今日はあの阪神淡路大震災から22年の節目。
かかる大災害は人智を超えたものであり、私たちはただ現実の巨大さに、瞑目する他ありません。
事実は小説より奇なり、と申します。
まこと、この世に起こることは、フィクションを超える驚嘆すべきことばかりです。
例えば9.11のテロ。
あんなことは、どんな物語作者でも思いつかない奇想天外な事件でしょう。
さらにはオウム事件。
古くは浅間山荘事件。
現代社会において、小説よりも奇妙な事件がいくつも起きています。
小説をはじめとする物語は、あくまでも虚構であって、現実を模したものであっても、現実を超えるような、一種の怪異譚であることが、その本質であろうと思います。

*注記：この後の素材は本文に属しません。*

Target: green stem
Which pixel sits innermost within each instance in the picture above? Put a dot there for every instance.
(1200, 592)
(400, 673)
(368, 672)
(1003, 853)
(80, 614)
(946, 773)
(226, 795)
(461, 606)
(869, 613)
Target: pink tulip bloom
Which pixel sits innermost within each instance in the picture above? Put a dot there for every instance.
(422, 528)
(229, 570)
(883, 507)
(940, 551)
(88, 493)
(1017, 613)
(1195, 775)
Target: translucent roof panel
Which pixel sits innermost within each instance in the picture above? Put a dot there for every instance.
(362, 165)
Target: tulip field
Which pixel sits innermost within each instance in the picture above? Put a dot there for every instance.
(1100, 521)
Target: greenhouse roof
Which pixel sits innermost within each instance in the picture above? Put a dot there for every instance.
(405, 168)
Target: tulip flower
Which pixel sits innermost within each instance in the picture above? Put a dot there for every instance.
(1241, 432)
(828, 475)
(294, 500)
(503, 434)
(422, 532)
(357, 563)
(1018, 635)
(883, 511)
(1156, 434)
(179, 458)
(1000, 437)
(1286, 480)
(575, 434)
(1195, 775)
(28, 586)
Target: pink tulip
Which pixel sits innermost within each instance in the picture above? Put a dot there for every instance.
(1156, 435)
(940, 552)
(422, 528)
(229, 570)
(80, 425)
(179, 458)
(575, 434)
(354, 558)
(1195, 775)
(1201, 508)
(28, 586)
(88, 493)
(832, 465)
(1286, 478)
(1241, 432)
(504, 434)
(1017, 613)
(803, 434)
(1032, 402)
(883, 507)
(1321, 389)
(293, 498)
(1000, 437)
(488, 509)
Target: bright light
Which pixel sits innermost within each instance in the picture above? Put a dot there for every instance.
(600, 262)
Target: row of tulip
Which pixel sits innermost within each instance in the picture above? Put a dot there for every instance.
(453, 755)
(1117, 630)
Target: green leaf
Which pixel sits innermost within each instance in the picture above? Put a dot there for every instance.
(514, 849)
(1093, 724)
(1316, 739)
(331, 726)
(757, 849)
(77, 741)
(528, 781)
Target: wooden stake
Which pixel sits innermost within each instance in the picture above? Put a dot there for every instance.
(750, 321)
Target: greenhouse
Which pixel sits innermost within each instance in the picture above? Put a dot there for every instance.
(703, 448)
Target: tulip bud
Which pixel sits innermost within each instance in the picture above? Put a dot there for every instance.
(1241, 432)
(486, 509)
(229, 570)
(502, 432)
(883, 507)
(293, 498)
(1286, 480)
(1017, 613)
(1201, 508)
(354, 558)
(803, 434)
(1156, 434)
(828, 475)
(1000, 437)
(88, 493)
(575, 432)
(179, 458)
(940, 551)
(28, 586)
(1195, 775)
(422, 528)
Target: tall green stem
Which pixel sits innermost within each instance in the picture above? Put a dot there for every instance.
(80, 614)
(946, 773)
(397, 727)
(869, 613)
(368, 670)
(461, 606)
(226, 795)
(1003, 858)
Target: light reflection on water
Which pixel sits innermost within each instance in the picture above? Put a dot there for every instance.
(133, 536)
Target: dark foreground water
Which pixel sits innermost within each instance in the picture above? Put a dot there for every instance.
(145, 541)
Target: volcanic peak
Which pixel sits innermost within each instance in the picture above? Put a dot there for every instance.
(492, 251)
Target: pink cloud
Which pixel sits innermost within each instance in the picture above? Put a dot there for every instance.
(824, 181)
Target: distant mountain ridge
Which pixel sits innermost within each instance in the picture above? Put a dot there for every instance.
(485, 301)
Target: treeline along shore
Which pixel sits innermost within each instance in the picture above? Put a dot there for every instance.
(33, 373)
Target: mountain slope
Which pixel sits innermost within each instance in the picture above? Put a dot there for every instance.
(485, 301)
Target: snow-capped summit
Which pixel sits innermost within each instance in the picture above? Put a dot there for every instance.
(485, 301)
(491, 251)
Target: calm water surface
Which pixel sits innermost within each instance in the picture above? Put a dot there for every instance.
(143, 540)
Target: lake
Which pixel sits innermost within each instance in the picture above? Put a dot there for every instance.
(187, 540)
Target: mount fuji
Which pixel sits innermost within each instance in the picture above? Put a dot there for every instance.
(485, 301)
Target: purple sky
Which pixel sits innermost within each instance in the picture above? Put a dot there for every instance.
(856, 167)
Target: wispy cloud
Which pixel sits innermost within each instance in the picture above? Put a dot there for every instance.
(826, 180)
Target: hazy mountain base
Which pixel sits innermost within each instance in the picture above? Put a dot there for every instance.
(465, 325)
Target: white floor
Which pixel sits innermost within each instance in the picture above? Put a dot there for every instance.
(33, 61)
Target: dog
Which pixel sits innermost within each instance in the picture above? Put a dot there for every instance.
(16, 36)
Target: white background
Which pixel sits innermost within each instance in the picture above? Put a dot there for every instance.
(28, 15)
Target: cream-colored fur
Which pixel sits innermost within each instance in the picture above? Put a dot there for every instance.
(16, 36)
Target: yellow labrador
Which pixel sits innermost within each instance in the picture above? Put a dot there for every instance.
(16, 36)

例え恋愛小説や、サラリーマンの哀歓を描いた小説であっても、そこには必ず、現実を超えるような奇妙な味がなければ、凡庸な作品になってしまうでしょう。
現実を超えること、言わば超現実こそが、小説の真骨頂であろうと、私は確信しています。
で、事実は小説より奇なり、という言説。
これは、小説は本質的に現実を超えることができない、ということを端的に表したものかと思います。
絶望的な言葉と言ってもよいでしょう。
であるならば、物語作者は常に、現実よりも奇妙な世界を現出せしめるべく、研鑽を怠ってはならないでしょう。
もしその努力を怠るなら、物語は奇なる現実に敗北し、虚構の存在意義そのものがゆらぐことになりかねません。
一方私は、このブログでたびたび、真実は物語の中にしか存在し得ない、と指摘してきました。
その考えは今も変わりません。
それこそが虚構世界の存在意義です。
例え奇妙さで現実に敗北することがあっても、真実の確からしさは、自然科学などの学問ではなく、どうしても物語によって示されると思っています。
自然科学は、どのように世界は存在するかを究明するものであって、どうして世界が存在するか、世界存在の真実は奈辺にあるかは、物語や芸術によって示されるものです。
それは学問が得意とする証明などではなく、予感や直観によって導き出されるものであって、学者と芸術家は似て非なるものだと言えましょう。
私はあくまで趣味で小説執筆を行う素人に過ぎません。
しかし素人だからこそ、売れる売れないを気にせず、現実と物語との闘争に励むことができるという面もあります。
超現実の中に真実を示すことができたなら、それこそが小説の勝利であり、物語と現実を結ぶ接点になるでしょう。